= Clyde Vaughan =

American basketball player and coach

Clyde Vaughan (born in Mount Vernon, New York, United States) is a basketball coach and former professional player, who enjoyed a distinguished career at college level and professional level and international level for the England team. He was also selected as the 117th pick in 1984 NBA draft by the Indiana Pacers but never appeared in the NBA.

The 6 foot 4 small forward played college basketball for the Pittsburgh Panthers. Though he only played his last two seasons in the Big East Conference, they were the best two seasons of his career. As a junior, he averaged 21.9 ppg and grabbed 9.2 rpg. His 22.0 ppg average in conference led the league. As a senior, he added another 21.0 ppg and 8.3 rebounds. In his four years at the Panthers (1980–1984), Vaughan finished with a tally of 2,033 points scored and 922 rebounds. 2,033 points was a Pitt school record that was later surpassed by Charles Smith 2,045.

After being selected as the 117th pick in the 6th round of the 1984 NBA Draft with the Indiana Pacers, Vaughan was one of the final-cuts in training camp so instead went on to enjoy seven successful season's playing in England. He still ranks third on the all-time scoring average list, averaging 28.2 points per game.
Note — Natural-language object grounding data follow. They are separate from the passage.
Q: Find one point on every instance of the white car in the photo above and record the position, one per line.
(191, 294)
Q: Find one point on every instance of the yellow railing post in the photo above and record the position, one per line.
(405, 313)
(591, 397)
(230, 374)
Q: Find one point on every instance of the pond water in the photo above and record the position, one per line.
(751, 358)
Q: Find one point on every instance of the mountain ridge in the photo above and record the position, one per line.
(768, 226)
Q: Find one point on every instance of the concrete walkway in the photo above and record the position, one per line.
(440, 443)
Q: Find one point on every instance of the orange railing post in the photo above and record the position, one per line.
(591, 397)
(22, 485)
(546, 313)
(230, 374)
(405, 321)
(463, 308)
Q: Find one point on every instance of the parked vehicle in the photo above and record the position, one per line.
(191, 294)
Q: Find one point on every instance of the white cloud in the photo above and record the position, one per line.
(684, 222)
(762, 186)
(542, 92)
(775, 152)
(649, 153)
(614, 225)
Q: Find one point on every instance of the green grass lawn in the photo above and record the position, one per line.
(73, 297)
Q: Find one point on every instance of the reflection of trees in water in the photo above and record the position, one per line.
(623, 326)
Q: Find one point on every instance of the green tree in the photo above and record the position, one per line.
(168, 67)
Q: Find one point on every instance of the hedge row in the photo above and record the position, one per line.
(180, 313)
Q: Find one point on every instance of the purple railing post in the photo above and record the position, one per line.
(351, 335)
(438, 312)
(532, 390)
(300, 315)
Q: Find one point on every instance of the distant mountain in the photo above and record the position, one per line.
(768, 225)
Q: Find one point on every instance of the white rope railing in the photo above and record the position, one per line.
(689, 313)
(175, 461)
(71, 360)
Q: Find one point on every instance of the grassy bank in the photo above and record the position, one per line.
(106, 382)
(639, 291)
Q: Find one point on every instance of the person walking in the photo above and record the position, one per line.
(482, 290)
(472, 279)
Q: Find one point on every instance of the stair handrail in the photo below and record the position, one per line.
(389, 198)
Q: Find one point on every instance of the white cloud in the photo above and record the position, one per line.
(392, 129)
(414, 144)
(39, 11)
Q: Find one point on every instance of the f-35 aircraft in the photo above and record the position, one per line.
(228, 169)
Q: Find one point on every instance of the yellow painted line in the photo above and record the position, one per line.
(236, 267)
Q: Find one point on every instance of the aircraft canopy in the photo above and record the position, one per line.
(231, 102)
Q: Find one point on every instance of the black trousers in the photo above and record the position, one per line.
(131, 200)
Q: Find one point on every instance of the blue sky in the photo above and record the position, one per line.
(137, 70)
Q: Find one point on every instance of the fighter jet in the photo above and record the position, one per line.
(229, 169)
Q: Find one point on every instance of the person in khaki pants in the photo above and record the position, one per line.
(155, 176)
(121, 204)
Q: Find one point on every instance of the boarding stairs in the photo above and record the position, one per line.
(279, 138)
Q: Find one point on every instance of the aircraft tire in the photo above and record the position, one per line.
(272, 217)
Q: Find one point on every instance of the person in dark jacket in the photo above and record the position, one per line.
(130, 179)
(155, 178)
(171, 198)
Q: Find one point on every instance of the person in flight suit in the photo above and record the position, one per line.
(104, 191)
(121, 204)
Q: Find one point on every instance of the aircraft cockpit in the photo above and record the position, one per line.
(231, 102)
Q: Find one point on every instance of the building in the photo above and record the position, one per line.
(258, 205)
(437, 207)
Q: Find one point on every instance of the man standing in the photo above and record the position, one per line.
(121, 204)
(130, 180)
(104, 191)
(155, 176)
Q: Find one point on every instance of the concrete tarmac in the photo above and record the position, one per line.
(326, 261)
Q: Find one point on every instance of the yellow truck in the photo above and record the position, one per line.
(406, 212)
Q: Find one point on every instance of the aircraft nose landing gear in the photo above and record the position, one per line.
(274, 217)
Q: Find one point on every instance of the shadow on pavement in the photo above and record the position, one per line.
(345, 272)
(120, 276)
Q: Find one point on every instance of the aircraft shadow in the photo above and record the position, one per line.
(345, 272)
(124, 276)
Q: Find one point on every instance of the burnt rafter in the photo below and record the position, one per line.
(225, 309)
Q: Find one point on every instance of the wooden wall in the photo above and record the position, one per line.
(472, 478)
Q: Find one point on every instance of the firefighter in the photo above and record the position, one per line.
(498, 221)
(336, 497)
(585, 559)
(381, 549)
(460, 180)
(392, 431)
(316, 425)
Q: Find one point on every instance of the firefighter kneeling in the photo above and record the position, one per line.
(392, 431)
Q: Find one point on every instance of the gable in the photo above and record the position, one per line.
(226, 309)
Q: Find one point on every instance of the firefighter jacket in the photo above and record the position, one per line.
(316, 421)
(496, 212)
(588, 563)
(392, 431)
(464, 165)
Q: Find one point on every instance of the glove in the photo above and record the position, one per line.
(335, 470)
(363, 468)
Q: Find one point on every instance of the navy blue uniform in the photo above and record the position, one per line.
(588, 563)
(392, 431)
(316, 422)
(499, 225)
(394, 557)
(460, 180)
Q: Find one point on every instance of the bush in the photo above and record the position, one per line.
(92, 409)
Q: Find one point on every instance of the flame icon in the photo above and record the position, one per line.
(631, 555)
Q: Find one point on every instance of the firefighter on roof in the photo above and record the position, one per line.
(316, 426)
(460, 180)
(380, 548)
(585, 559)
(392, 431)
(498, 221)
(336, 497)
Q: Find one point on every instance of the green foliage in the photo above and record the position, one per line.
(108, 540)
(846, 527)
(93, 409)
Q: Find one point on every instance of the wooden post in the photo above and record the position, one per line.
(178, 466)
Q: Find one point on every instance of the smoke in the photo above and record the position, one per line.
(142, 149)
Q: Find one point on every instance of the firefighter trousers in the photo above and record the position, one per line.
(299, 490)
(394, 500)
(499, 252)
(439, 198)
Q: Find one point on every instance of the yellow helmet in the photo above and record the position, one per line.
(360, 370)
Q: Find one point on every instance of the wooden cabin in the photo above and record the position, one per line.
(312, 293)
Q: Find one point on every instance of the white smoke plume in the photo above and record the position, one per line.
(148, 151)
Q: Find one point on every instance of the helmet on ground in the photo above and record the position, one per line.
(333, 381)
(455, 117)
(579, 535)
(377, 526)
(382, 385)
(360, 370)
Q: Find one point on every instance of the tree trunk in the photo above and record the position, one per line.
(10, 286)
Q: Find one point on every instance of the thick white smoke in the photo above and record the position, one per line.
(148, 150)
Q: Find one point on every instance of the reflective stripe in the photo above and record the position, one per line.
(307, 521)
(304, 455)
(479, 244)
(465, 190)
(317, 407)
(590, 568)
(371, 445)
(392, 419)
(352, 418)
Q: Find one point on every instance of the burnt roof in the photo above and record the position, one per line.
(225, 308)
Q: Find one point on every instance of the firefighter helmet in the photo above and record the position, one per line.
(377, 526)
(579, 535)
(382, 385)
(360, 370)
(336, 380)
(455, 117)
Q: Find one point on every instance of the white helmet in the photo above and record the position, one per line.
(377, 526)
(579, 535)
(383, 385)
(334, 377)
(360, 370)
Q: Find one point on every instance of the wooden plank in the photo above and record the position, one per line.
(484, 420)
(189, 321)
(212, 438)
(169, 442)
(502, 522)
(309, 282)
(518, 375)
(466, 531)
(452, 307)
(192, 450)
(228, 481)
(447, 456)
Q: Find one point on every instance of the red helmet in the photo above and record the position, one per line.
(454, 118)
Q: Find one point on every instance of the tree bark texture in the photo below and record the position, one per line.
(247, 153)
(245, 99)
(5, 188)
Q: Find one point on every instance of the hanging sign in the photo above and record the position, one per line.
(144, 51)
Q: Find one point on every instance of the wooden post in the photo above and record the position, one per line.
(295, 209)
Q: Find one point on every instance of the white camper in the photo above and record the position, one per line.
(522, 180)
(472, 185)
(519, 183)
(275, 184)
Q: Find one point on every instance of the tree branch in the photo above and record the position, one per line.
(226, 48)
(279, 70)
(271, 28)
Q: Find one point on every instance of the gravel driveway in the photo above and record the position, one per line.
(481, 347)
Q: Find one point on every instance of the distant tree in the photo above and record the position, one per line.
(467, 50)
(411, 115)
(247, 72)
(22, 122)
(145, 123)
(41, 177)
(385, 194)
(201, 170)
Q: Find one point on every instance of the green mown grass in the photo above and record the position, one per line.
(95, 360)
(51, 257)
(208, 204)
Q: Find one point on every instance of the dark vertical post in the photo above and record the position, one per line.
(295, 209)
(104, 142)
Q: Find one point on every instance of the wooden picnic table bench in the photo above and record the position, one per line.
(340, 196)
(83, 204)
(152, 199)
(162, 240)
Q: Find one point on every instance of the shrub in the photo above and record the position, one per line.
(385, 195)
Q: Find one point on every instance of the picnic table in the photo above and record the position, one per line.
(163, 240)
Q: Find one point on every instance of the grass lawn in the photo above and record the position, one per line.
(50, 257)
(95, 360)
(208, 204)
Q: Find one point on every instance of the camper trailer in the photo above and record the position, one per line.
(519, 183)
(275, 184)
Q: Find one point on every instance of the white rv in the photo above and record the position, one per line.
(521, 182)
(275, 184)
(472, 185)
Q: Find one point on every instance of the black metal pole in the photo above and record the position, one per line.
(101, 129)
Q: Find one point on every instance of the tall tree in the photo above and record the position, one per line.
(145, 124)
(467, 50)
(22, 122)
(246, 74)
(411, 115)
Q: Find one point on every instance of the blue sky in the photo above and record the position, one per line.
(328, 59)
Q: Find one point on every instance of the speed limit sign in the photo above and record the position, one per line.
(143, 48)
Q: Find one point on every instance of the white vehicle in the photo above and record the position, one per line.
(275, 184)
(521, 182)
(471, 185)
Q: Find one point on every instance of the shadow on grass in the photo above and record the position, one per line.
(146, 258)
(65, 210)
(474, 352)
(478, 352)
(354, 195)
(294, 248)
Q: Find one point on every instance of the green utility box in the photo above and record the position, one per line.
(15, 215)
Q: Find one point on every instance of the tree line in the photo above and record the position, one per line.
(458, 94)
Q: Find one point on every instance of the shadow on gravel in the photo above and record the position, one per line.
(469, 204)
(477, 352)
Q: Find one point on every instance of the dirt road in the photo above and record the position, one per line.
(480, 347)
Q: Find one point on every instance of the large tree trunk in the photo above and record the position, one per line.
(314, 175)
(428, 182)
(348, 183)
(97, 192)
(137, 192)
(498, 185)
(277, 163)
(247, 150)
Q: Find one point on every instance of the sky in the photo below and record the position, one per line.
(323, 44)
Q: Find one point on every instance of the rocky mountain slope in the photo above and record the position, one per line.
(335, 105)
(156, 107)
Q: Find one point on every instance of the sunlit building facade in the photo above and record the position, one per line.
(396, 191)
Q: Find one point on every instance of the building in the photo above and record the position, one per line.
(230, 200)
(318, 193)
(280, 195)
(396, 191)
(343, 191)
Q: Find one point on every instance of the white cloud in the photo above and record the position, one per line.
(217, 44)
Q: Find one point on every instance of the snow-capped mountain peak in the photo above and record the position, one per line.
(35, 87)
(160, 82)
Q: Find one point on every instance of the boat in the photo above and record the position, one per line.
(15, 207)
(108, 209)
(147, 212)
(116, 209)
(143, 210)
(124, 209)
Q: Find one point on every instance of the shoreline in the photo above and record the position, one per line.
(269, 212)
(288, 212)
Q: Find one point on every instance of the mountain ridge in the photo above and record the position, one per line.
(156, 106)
His 4,766 career points are 20th in league history and he is tenth in free throw shooting percentage at 83.2%. He averaged 7.9 rebounds per game and shot 57.9% from the floor, both among the career leaders in those categories. He was the BBL Player of the Year in 1989–90 whilst with Sunderland Saints and made 27 appearances for the English National Team. but his playing career came to an end with several back problems during his final season in Europe.

Following his successful player career, Vaughan took a coaching job in 1992 with Long Beach State University, first as an assistant coach (1992–93 through 1996–97) and then as the associate head coach (1997–98 through 1998–99). From 1999 to 2002, he was assistant coach at the University of South Florida before taking the assistant coach job at UConn and the Huskies in 2002.

In August 2004, Vaughan was arrested for patronizing a prostitute during an undercover police sting and immediately resigned from his post at the Huskies.